Mode sucht die Nähe zur Wirklichkeit, zur Politik, zu Problemen unserer Zeit, zu #MeToo … – das ist mittlerweile unverkennbar. Es geht darum, hier eine neue „Bedeutungshoheit“ in Fragen zu unserer Welt zu gewinnen. Der Fashion Kritiker Tim Blanks spricht von: „“In the age of #MeToo, relevance is this combination of appropriate and uplifting …Relevance to me is not just pointing out the problem, it’s indicating a possible solution.” (Business of fashion) – Geschwülstiges Blabla, mein Kommentar dazu. Ball flach halten und glaubwürdig sein.

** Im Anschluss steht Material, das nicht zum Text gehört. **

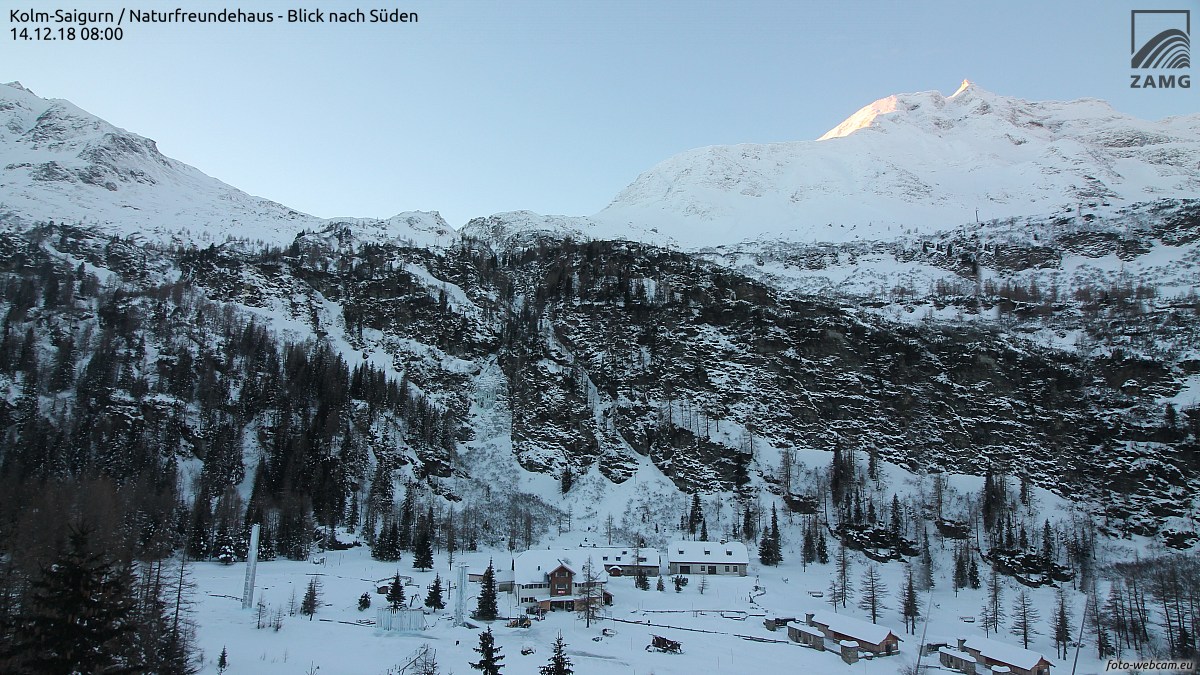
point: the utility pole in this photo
(247, 593)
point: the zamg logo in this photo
(1165, 39)
(1159, 40)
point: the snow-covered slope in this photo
(917, 162)
(60, 162)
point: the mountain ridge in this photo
(917, 162)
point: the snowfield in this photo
(336, 641)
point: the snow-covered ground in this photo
(336, 641)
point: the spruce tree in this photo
(423, 548)
(311, 599)
(485, 609)
(559, 664)
(695, 515)
(79, 615)
(433, 598)
(642, 581)
(396, 593)
(910, 608)
(568, 479)
(777, 542)
(490, 656)
(1062, 626)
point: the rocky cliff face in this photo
(1060, 347)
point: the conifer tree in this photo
(433, 598)
(568, 479)
(641, 581)
(873, 592)
(695, 515)
(79, 616)
(1062, 626)
(910, 607)
(993, 613)
(423, 548)
(1025, 617)
(396, 593)
(485, 609)
(490, 656)
(311, 599)
(559, 664)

Sicherlich, der Blick von Millionen in den sozialen Netzwerken fällt auf die Catwalks und Fashion-Weeks der letzten Wochen und liefert damit die Plattform, Botschaften zu senden. Durchaus den Applaus wert. Aber mit einem weltweiten Umsatz von geschätzten 280 Milliarden Euro in 2018 dürfen wir die knallharten Marketing Strategien dahinter nicht vergessen. Lösungen, nein, Lösungen bietet die Modeindustrie keine an, jedenfalls nicht auf den großen Bühnen. Fast wie ein Schlag ins Gesicht der Frauen fühlt es sich an, wenn Tim Blanks in dem Interview mit Business of Fashion weiter spricht: “People have really been talking about women. It was a very intense month“, ach ja! Und dann laufen sie über die Laufstege wie Robots, wie Kleiderstangen für den nächsten gesteuerten Hype. Wo suchen die Influencer und Blogger die Nähe zu Fashion & Politics, wann sprechen sie von der sogennanten „relevance“? Wenn sie mit dem kleinen Täschchen von Valentino und den Seakern von Gucci im Mantel von Prada über die Straße hüpfen?

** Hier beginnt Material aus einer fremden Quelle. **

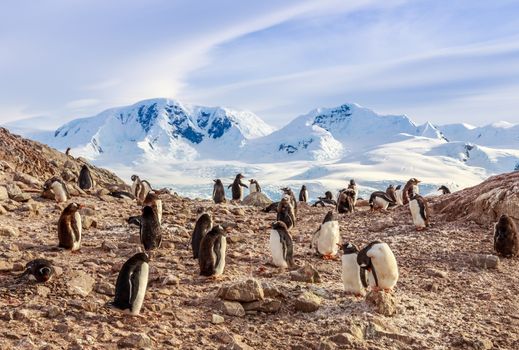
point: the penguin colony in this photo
(374, 266)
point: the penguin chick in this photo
(41, 269)
(419, 212)
(351, 271)
(212, 252)
(218, 192)
(204, 223)
(281, 245)
(131, 284)
(153, 200)
(506, 242)
(150, 234)
(69, 228)
(286, 212)
(326, 238)
(380, 263)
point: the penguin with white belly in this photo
(326, 238)
(419, 212)
(281, 245)
(380, 263)
(131, 284)
(351, 271)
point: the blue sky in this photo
(442, 61)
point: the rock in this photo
(307, 274)
(267, 305)
(135, 341)
(28, 180)
(245, 291)
(257, 199)
(217, 319)
(232, 308)
(384, 303)
(307, 302)
(3, 193)
(485, 261)
(80, 283)
(7, 231)
(436, 273)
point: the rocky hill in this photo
(452, 293)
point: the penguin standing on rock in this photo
(286, 212)
(69, 228)
(58, 188)
(254, 186)
(237, 191)
(131, 284)
(419, 211)
(153, 200)
(281, 245)
(41, 269)
(506, 242)
(380, 200)
(85, 180)
(303, 194)
(150, 234)
(380, 263)
(218, 192)
(212, 252)
(351, 271)
(204, 223)
(326, 238)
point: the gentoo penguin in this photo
(327, 237)
(254, 186)
(303, 194)
(380, 263)
(410, 188)
(218, 192)
(153, 200)
(85, 180)
(444, 189)
(41, 269)
(151, 238)
(351, 270)
(288, 191)
(204, 223)
(286, 212)
(353, 186)
(281, 245)
(212, 252)
(58, 187)
(69, 227)
(391, 192)
(505, 237)
(379, 199)
(122, 195)
(237, 191)
(131, 284)
(419, 212)
(345, 201)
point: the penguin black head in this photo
(147, 211)
(348, 248)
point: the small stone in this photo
(383, 302)
(307, 274)
(245, 291)
(232, 308)
(217, 319)
(135, 341)
(307, 302)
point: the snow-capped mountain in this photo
(322, 149)
(159, 129)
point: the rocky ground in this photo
(451, 294)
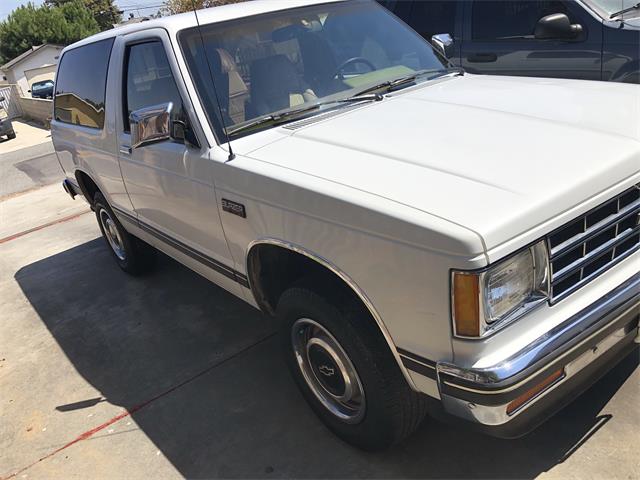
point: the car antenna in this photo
(215, 90)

Wenn eine Fashion Show läuft während der Anhörung von Richter Kavanaugh, ist Fashion dann politisch? Blabla. Es hört sich sarkastisch an und ist auch so gemeint. Unsere Probleme der Welt sind zu komplex, um sie der Selbstgefälligkeit der Mode zu überlassen. Dennoch bleibt das Statement wichtig, als eines von vielen, als eine Stimme in einem Konzert von unterschiedlichen Protestlern und Mahnern.
Aber dann darf es auch nicht an Ernsthaftigkeit fehlen, sonst wird die Mode zur Farce. – Und Hedi Slimanes Show für „Celine“ (ohne Accent) – für mich ein Ärgernis, eine Ignoranz gegenüber der Geschichte dieses bedeutenden Labels des 20. Jahrhunderts, das Frauen so unaufgeregt und selbstbestimmt zeigte. Und nun sein getrommelter Pomp. Soll er doch seine eigenen XXS-slim Boys and Girls unter seinem Namen wandern lassen. Seine Botschaft? Poltisch, sozialkritisch, ökologisch relevant?

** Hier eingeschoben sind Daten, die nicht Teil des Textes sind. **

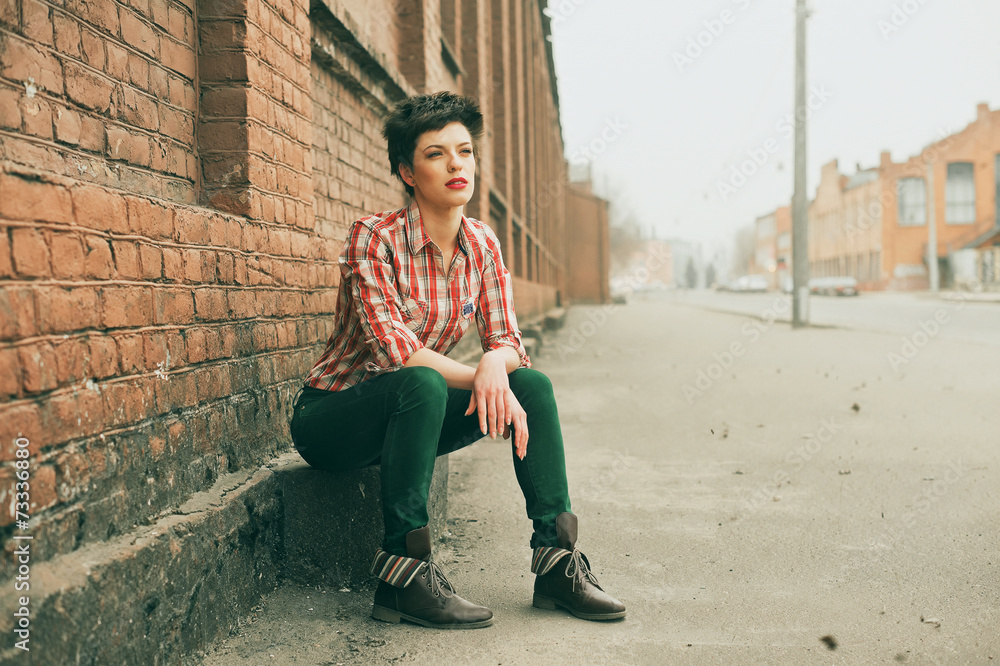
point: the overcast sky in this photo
(887, 74)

Einer der wenigen Lichtblicke in diesem „Botschaften-Konzert“ ist für mich die Haute Couture Show von Maria Gracia Chiuri für Dior. Es sind moderne selbstbewusste Frauen, die eine Geschichte besitzen. Mode bleibt hier Mode und liefert doch Inhalte, glaubwürdig und aus sich selbst heraus.